Churn: Application Type

October 14th, 2009  |  Published in churn

Okay, I struggled with getting this blog post out.  It turns out that I’m far more interested in spouting on about the factors that effect churn rates when I’m in a pub somewhere.  That said, I promised to talk about the factors that influence churn rates and here are my thoughts on the type of application and how rates differ between them.

When putting together a subscription service – there are a number of factors I see as being critical to effecting how often your users bugger off and abandon you for someone else.  I covered payment mechanisms (which I think is a biggie) and now let us consider the type of application in descending order of churn-y-ness, as Colbert might say.
Entertainment: From getting laid to paying for your online gaming, entertainment falls strictly into the ‘nice to have’ bucket.  Yes – we all need to get lucky but lets assume we don’t need to pay a subscription service indefinably to achieve that aim.  Dating websites, star sign text message services all work this way.

Marketing:  Services that offer to get me more business tend to be less long term in nature.  We spent on Adwords a long time ago but never really got the RoI right.  I’ve tried paying for links in places like the Yahoo! directory but we won’t be doing that next year.  Our subscribers also face a bit of a decision each year as to whether or not they will continue.  In fact, I don’t have any long-lived subscriptions for marketing purposes apart from wordtracker (which I have to dump).  Of course I operate in this type of subscription market and enjoy comparatively low churn rates.

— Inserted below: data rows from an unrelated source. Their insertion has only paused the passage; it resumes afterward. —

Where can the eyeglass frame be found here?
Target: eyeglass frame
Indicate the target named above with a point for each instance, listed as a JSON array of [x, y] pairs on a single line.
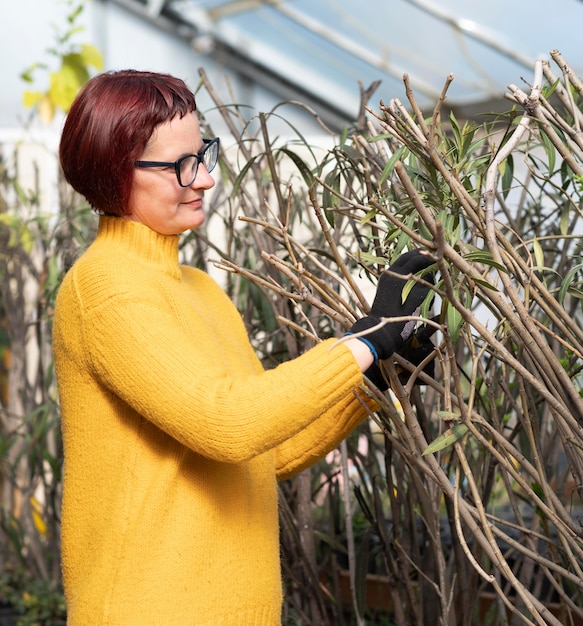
[[176, 164]]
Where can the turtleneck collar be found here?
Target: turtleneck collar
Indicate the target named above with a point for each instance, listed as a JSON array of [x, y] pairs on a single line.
[[150, 247]]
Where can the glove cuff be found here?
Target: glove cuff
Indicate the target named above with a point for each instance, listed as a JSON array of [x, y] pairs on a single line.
[[381, 340]]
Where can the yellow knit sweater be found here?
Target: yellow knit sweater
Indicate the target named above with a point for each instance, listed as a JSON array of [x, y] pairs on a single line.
[[174, 436]]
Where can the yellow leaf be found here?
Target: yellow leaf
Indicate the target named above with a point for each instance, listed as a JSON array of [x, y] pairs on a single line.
[[91, 56], [64, 86]]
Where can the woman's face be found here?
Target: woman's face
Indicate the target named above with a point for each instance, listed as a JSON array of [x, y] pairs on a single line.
[[157, 200]]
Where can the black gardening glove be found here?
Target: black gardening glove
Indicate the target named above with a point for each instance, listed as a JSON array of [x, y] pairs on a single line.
[[416, 349], [388, 303]]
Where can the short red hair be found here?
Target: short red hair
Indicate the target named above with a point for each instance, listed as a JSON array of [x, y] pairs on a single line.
[[108, 127]]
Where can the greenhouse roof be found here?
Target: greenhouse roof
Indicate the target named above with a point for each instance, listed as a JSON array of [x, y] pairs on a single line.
[[323, 49]]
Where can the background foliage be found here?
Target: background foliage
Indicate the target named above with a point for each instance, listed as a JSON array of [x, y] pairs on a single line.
[[459, 501]]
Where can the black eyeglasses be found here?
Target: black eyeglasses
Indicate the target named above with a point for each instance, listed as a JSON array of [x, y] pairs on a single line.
[[187, 166]]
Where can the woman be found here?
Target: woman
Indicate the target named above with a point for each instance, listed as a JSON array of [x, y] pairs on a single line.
[[174, 435]]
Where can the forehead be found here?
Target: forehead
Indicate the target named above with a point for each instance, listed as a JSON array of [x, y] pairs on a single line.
[[180, 134]]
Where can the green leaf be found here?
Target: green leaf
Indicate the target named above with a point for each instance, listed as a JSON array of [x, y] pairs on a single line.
[[447, 439], [242, 175], [567, 281], [539, 255], [390, 165]]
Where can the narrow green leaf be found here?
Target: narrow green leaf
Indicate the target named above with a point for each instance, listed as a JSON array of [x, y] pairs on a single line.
[[539, 255], [567, 281], [447, 439], [390, 165]]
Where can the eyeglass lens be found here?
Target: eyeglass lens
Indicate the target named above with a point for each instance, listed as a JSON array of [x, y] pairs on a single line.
[[189, 164]]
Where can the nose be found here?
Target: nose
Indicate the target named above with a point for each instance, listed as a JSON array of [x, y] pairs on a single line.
[[203, 180]]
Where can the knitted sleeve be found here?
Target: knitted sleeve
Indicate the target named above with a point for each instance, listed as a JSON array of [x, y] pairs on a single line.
[[197, 386], [323, 435]]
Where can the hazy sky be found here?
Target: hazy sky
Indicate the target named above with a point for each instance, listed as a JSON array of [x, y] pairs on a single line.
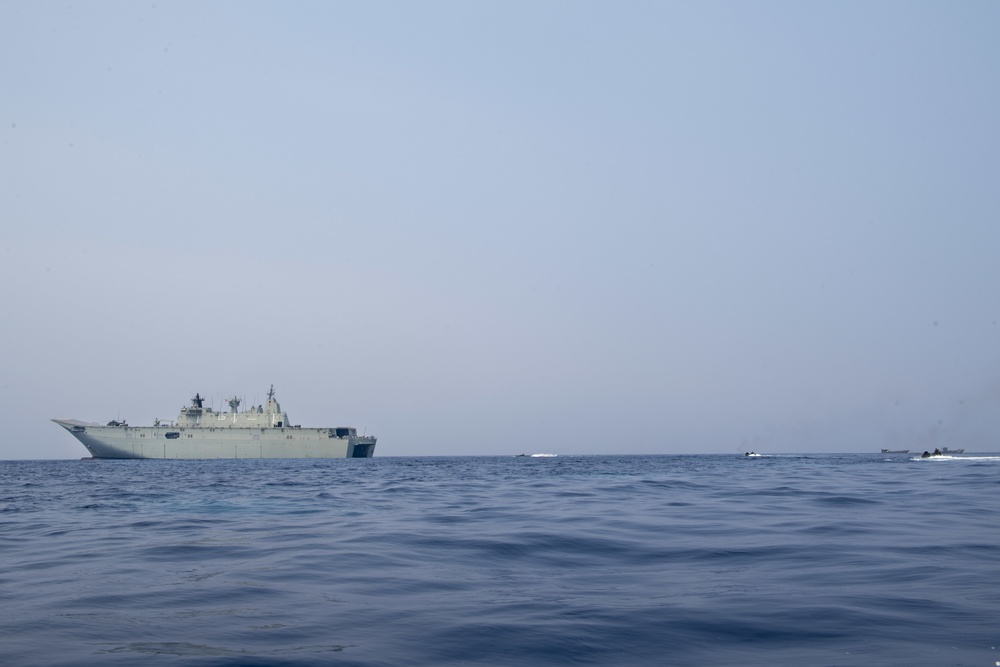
[[495, 228]]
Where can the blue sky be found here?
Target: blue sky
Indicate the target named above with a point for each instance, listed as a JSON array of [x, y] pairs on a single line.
[[488, 228]]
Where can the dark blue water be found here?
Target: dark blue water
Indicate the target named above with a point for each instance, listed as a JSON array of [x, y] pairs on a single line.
[[662, 560]]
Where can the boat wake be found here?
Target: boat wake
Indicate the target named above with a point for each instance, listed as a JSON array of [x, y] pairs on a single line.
[[949, 457]]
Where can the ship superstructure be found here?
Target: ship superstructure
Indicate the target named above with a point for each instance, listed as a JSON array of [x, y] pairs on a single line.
[[259, 432]]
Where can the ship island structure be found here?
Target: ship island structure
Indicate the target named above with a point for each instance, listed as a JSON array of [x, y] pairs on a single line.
[[259, 432]]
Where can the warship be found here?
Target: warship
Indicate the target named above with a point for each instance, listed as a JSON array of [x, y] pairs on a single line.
[[259, 432]]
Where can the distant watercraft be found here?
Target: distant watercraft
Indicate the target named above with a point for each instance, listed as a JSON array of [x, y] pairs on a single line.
[[261, 432]]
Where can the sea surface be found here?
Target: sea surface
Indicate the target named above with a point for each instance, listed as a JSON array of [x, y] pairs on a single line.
[[568, 560]]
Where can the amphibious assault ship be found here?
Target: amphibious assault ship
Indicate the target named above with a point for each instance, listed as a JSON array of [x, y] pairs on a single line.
[[260, 432]]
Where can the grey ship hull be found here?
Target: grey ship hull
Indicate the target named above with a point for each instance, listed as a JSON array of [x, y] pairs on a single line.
[[151, 442]]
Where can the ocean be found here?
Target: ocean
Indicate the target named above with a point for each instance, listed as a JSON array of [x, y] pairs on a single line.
[[570, 560]]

Operations:  I’d call ops anything you need and can’t do without.  At home this means water and electricity and in a business it means invoicing and backup.  You don’t fantacise about owning any of these but once you are in – it is hard to go back.  Looking through my subscription payments coming out of my credit card each month I see invoicing software, email marketing software, servers and online backup.  I’m normally pretty slow to pick up one of these recurring costs but once I’m in – I’m not going anywhere.  Changing invoicing software would be a big effort for maybe not that much reward.  The servers take forever to configure correctly and although I’m no fan of our hosting provider (who is) I’m not changing any time soon.  Installing my online backup tool was a pain on our Linux box (well not that much of a pain but it took time) so that isn’t going anywhere either.  The list goes on.